Environmental activists were criticised by a town councillor who branded their methods "project fear".

Extinction Rebellion members attended a town council meeting on Monday to give an update on their work to tackle the "climate emergency".

Councillors were supportive of their aims whilst at the same time criticising some of the more disruptive tactics used by the group.

Councillor Bob O'Shea said: "It's project fear; you're not selling it well enough. The aims I can't disagree with, but with a name like that you're scaring people."

Councillor Grenville Chappel asked the trio: "Is this the same crowd that went to London and caused all that chaos?

"I'm very proud that I didn't make it [to Extinction Rebellion's Falmouth talk]. If that's the way you want to do it, upsetting people, it's totally the wrong way.

"You're totally right but you have got the wrong approach."

In response, Falmouth University art lecturer and activist Matt Osmond said: "The scale of the changes that are taking place brings fairly strong evidence that it's been successful."
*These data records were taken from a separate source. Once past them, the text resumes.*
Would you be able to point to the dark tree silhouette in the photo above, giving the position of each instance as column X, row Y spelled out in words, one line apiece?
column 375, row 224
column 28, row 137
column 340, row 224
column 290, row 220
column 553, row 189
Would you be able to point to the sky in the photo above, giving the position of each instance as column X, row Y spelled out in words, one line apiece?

He went on to say: "The strategy of Extinction Rebellion is based on a close reading of successful social movements."

One councillor, Anna Gillett, was fully supportive of the group.

She said: "I think that it's very difficult for people to engage with what you're saying because it's utterly terrifying."
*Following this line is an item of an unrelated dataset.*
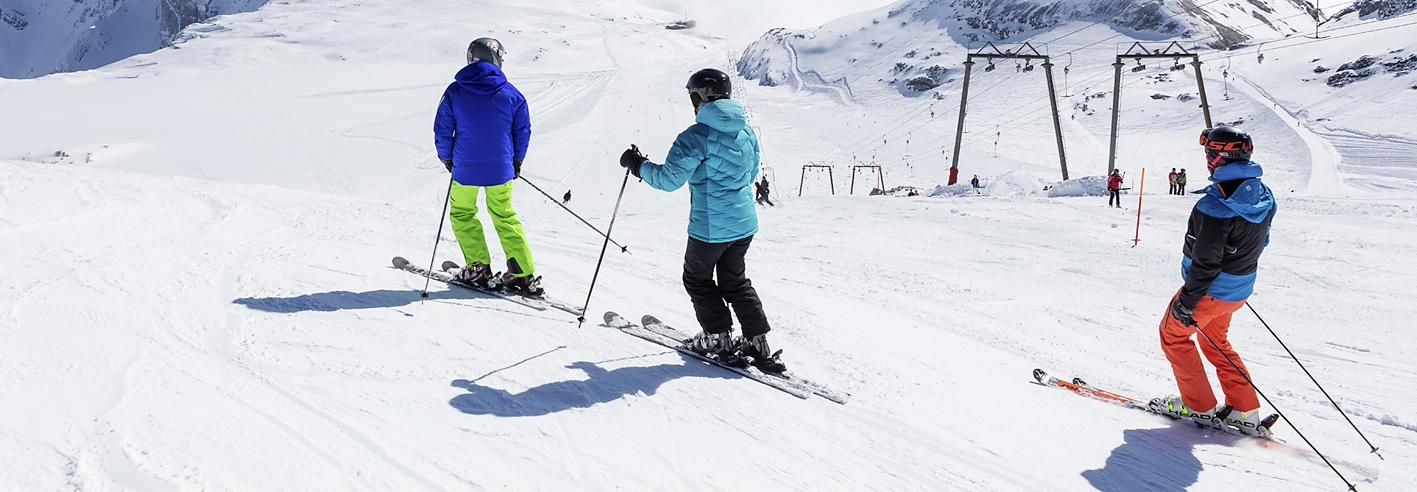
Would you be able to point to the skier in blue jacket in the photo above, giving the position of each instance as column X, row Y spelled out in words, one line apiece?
column 482, row 132
column 719, row 159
She went on to say: "I know that it's only with solidarity, unity, people coming together that we make the changes."

Extinction Rebellion made headlines locally for their Falmouth Week stunt in which they boarded more than 200 boats overnight and fixed slogan-bearing flags to them.
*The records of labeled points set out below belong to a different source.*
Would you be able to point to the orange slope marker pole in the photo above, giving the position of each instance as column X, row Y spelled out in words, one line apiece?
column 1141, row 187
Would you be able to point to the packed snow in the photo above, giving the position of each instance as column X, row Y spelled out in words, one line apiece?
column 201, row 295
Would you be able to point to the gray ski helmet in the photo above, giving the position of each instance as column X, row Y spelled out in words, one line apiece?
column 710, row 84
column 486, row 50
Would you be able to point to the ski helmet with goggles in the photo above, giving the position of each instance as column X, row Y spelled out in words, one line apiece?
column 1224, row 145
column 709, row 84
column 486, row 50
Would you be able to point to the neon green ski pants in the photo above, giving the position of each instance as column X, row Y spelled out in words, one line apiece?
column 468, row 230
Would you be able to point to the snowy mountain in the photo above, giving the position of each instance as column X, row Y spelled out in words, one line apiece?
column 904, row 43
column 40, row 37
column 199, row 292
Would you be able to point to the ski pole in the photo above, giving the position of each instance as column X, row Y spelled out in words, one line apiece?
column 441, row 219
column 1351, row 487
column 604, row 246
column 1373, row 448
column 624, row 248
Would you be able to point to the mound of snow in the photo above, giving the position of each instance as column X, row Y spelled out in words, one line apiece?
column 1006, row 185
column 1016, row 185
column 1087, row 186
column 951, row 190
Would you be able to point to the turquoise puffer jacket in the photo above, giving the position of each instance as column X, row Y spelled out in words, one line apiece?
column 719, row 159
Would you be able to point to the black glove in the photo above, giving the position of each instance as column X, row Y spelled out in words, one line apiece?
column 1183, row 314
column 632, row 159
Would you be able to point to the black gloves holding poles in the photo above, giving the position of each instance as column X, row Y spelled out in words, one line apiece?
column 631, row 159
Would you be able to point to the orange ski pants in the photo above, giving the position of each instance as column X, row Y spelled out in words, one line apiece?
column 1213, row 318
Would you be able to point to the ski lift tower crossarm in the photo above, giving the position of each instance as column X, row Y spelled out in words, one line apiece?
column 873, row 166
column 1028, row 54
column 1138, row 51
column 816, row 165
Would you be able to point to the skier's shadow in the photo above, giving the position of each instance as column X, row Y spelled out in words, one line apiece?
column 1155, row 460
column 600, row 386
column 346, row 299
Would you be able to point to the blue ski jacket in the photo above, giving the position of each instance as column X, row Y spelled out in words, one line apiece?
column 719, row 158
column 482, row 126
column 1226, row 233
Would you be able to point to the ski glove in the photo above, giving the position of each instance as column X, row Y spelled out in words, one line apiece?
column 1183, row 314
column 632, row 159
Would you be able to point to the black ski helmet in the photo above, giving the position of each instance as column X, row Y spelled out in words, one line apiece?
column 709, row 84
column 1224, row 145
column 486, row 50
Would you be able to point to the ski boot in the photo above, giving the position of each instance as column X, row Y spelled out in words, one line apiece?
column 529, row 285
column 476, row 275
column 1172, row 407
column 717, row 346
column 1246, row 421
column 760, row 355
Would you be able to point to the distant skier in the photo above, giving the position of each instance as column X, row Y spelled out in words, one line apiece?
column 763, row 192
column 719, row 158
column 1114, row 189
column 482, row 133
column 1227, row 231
The environmental group, which has branches across the globe, uses civil disobedience to garner attention for its cause.

Members have organised high-profile protests including widespread demonstrations in London in May.

Art lecturer Matt Osmond, walking tour guide Paul Simmons and researcher Zoe Young gave the presentation on Monday.

They asked if the council would consider allowing them to use the newly-opened Atherton Suite to host a public talk and debate.

Councillors agreed to allow them the use of the room and the foyer of the municipal building to distribute literature but pointed out that the council is apolitical and does not necessarily endorse their methods.